Rust’s approach to concurrency is based on the principles of ownership and type checking, allowing for safe concurrency without data races. This model enables developers to write multithreaded programs that are both efficient and memory-safe.

Comparisons with Python

  • Memory Management: Python uses automatic memory management with a garbage collector. While this simplifies development, it can lead to less control over performance compared to Rust’s ownership model.

  • Error Handling: Python utilizes exceptions for error handling, which can be caught and handled at runtime. Rust’s approach with Result and Option encourages addressing possible errors upfront, differing from Python’s more flexible, but less predictable, exception model.

  • Concurrency: Python’s Global Interpreter Lock (GIL) limits true parallelism, making concurrency more about improving responsiveness than performance. In contrast, Rust provides more tools for achieving real parallelism without compromising safety.

MicroPython vs. Rust

While Rust offers high performance and safety, MicroPython, a lean and efficient implementation of the Python 3 programming language, is designed to be easy to use and quick to deploy, especially on microcontrollers like the Raspberry Pi Pico. Here are some detailed comparisons:

REPL in MicroPython

MicroPython features a Read-Evaluate-Print Loop (REPL), which is an interactive programming environment. This feature allows developers, especially beginners, to write and test code in real-time, line by line, which can significantly speed up the learning process and debugging:

  • Ease of Use: With the REPL, new users can start experimenting with code immediately without the overhead of setting up a complete development environment.
  • Immediate Feedback: Developers get instant feedback for each line of code, making it easier to understand what each part of the program does.

In contrast, Rust does not have an interactive REPL as part of its standard tooling, which can make it seem less accessible to beginners. Rust development typically involves writing the complete program, compiling it, and then running it, which can be more time-consuming compared to the instant feedback loop in MicroPython.

Development Environment

  • MicroPython: Setting up MicroPython for development, especially on microcontrollers, is usually straightforward. After flashing MicroPython onto a device like the Raspberry Pi Pico, you can connect to it using a serial terminal or WebREPL and start writing Python code directly on the device.
  • Rust: Setting up Rust involves installing the Rust compiler and associated tools, writing the code in a text editor or IDE, and then compiling the code for the target platform. For embedded systems like the Raspberry Pi Pico, additional setup is required for cross-compilation and uploading the compiled code to the device.

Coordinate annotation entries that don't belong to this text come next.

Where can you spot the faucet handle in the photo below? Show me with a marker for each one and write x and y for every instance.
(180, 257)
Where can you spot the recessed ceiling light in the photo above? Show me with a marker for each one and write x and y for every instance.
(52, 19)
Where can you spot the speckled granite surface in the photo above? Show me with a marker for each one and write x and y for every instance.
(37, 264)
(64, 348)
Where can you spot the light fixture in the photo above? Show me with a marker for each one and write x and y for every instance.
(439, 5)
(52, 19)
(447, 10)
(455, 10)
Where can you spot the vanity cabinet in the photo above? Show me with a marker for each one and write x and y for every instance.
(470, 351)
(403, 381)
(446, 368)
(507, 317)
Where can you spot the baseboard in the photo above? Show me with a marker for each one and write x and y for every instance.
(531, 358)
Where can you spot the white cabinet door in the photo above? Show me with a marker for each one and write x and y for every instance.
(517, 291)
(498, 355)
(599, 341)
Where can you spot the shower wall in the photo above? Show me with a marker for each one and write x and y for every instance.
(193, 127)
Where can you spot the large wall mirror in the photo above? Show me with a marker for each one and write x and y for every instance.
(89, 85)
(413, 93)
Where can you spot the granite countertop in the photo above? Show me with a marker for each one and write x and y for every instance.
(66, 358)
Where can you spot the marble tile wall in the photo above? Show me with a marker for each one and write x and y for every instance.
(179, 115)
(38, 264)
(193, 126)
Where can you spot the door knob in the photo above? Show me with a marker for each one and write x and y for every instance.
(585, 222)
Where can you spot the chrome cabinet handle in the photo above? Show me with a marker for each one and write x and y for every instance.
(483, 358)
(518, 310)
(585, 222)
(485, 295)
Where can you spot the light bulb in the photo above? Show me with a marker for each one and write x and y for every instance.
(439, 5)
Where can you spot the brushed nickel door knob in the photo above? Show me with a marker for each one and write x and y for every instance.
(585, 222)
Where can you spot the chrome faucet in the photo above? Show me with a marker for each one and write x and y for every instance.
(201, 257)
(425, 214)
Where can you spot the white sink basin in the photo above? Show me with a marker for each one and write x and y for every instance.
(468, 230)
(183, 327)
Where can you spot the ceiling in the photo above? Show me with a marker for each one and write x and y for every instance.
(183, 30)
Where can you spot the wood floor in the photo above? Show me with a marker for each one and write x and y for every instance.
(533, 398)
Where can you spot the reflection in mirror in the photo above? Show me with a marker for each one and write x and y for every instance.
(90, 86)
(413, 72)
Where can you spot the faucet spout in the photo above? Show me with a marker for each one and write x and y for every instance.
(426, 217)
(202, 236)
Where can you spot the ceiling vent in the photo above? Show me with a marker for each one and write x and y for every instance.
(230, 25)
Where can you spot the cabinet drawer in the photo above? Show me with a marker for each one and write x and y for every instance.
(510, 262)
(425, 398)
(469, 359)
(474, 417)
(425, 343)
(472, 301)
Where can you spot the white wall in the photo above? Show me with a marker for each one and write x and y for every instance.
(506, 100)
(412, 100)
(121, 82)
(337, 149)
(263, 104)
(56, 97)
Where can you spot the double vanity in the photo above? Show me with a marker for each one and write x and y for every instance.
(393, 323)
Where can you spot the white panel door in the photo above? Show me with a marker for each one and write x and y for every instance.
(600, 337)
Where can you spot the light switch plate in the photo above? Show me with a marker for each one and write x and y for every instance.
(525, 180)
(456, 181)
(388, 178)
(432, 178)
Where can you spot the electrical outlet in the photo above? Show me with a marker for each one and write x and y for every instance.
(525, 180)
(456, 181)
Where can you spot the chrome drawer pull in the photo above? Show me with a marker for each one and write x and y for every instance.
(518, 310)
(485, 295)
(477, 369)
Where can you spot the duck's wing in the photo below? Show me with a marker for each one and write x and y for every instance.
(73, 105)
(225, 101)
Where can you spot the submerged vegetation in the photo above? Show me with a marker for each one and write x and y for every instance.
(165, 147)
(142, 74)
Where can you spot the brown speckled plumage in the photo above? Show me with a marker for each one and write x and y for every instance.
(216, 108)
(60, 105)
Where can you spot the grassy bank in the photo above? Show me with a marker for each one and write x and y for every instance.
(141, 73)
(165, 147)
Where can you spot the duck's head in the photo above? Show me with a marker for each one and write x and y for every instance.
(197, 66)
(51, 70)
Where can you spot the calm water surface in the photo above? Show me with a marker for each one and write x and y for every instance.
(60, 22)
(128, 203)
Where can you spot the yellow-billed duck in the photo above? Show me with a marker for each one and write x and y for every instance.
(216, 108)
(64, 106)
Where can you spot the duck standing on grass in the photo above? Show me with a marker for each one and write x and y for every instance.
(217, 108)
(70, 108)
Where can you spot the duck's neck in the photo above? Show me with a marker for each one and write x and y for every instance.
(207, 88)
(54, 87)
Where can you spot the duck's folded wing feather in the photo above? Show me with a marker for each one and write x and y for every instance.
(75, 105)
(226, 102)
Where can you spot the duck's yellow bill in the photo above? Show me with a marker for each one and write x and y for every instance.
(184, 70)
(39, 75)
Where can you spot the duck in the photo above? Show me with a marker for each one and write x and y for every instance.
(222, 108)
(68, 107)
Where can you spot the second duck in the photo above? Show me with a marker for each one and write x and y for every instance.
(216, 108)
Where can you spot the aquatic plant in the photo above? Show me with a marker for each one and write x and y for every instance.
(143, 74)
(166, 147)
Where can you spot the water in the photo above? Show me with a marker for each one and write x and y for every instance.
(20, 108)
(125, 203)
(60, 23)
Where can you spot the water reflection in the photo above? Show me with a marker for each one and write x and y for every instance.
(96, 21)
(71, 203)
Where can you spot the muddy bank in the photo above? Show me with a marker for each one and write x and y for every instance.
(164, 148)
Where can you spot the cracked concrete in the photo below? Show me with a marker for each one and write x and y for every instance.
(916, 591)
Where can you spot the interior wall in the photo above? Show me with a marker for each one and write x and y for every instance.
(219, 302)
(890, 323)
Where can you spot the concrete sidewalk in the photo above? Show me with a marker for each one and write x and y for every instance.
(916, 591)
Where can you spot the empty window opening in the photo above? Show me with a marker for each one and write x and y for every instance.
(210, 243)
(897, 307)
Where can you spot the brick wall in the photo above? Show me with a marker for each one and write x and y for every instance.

Code Deployment and Running

  • MicroPython on Raspberry Pi Pico: Once MicroPython is flashed onto the Raspberry Pi Pico, uploading new scripts can be as simple as copying a Python file to the device, or entering code directly via the REPL. This simplicity encourages experimentation and rapid development cycles.
  • Rust on Raspberry Pi Pico: Deploying Rust code to a Raspberry Pi Pico requires a more complex process. You must write your Rust program, compile it specifically for the Pico’s ARM architecture, and then use a tool to upload the binary file to the Pico. This process, while offering more control and efficiency, is less beginner-friendly compared to MicroPython’s straightforward approach.

Despite these differences, each language has its own set of advantages depending on the project requirements and the developer’s experience. MicroPython is often preferred for rapid development and prototyping, especially for those new to programming or embedded systems. On the other hand, Rust offers more control, safety, and efficiency, making it suitable for projects where performance and resource management are critical.


By understanding Rust’s approach to memory management, error handling, and concurrency, you can better appreciate when and why to use Rust over Python. While Python offers simplicity and quick development cycles, Rust provides control, safety, and performance, particularly in systems programming and performance-critical applications.